How to prove $p∧(q∨r) ⇒ (p∧q)∨(p∧r)$ in logic way not truth table? with the help of equivalence rules.

Question

we have an assignment to prove this distribute law. I can understand this but don't know how to prove it. The teacher left some hint, use some equivalence we had already proved
$$((p∧q)\implies r) \iff (p\implies(\lnot q)∨r)\\ (p∨q)∧\lnot q \implies p\\ p∧\lnot(p∧q)\implies\lnot q$$

Answer 1

This is a rather confusing question, as it is not clear what method you have to or are allowed to use and what logic rules you can and cannot use.

First of all, you say you have to use equivalence rules (which only show things of the form $\Leftrightarrow$) and yet you have to show an implication ($\Rightarrow$). Now of course an implication follows from an equivalence, and as it so happens, what you need to prove is an equivalence, and not just an implication. That is, it is true that:

$p\land(q\lor r) \Leftrightarrow (p\land q)\lor (p\land r)$

from which the desired implication

$p\land(q\lor r) \Rightarrow (p\land q)\lor (p\land r)$

immediately follows.... but is that what you are supposed to (or allowed to) do?

Even more confusingly, the last two hints are not equivalences ... so are you allowed to use things other than equivalences? If you can only use equivalences, then only the first hint can be used, but that one cannot be applied to either side of your goal, so you would need to introduce some other equivalences.

In fact, even if you can use things other than equivalences (e.g. hints 2 and 3), then it is still not clear how you would get to your goal without some further principles, since none of them can be applied to either side of your goal.

So: can you check the problem statement given by your professor and see 1) what exactly you need to show, and 2) what you can and cannot use?

ADDITION

OK, I still don't see how you could possibly do this with just the hints provided, or even with some further (basic) equivalence principles. I am also still a bit mystified with regard to those last two hints, since the are implications, rather than equivalences. So, I am now thinking that maybe it is ok to try and solve this problem with such implications (i.e. using inferencing) rather than using equivalences alone.

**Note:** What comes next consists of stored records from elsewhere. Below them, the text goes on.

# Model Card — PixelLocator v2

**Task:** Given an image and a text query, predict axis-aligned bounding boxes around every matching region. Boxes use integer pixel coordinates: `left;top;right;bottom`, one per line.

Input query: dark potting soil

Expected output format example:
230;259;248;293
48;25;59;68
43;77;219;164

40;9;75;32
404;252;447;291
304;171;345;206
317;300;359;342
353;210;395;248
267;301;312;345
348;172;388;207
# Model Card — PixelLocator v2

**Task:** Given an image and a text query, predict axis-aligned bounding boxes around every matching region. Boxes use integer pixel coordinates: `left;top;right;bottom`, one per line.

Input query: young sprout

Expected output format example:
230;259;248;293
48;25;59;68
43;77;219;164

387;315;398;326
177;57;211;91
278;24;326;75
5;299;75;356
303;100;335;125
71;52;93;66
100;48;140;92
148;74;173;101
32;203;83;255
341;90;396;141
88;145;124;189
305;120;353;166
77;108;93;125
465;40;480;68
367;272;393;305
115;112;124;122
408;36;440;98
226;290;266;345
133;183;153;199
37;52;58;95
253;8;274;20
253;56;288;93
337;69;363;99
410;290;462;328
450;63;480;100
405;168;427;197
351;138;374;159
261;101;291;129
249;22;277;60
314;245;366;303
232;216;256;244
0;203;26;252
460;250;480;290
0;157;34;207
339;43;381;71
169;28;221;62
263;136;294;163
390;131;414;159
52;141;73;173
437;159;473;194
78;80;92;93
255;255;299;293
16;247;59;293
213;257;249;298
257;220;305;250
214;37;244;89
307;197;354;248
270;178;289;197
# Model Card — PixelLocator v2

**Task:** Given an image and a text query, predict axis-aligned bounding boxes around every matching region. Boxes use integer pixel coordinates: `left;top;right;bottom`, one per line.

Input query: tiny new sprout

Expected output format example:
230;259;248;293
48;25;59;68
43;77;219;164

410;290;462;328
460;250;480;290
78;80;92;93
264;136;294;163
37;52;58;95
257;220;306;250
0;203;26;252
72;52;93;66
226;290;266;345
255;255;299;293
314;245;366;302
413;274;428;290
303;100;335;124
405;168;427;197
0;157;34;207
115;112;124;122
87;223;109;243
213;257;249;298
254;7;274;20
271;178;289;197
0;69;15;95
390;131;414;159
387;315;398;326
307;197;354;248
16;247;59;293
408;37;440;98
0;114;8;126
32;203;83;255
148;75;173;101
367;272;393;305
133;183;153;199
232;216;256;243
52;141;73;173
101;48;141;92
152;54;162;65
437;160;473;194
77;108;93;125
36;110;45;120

OK, so let's take that first hint, and let's try to change the goal to:

$a \Rightarrow \neg (b \lor c) \lor ((a \land b) \lor (a \land c))$

Because of Association, we can drop one pair of parentheses on the right side, and simply write this as :

$a \Rightarrow \neg (b \lor c) \lor (a \land b) \lor (a \land c)$

OK, now, I don't know if the following step is allowed by your professor, but using Contraposition, this is the same as:

$\neg (\neg (b \lor c) \lor (a \land b) \lor (a \land c)) \Rightarrow \neg a$

And by DeMorgan and possibly Double Negation (and again, ask your professor if you are allowed to use that), this is the same as:

$(b \lor c) \land \neg (a \land b) \land \neg (a \land c) \Rightarrow \neg a$

OK, so now comes the crucial step where I no longer use equivalences, but instead continue with inferencing:

Ok, so the last result shows that the goal has become to infer $\neg a$ from $(b \lor c) \land \neg (a \land b) \land \neg (a \land c)$. Ok, so let's assume that last statement, which means that we have:

1. $b \lor c$

2. $\neg (a \land b)$

3. $\neg (a \land c)$

Since by 1. we have either $b$ or $c$, let's consider each of those two possibilities:

If $b$, then we have (given 2): $b \land \neg (a \land b)$, which by Commutation (allowed by Professor?) is the same as $b \land \neg (b \land a)$ which by the last hint implies $\neg a$

If $c$, then using 3 we can similaely derive $\neg a$.

So, since either case leads to $\neg a$, we cannow defiitely say that $\neg a$, which was our goal.

OK, for now that is the best I can do. Again, I find your question very confusing since your professor did not spell out how to do this, and what rules you were able to use (I mean: if you can't assume something as simple as Distribution, then it is no longer clear what can be assumed!)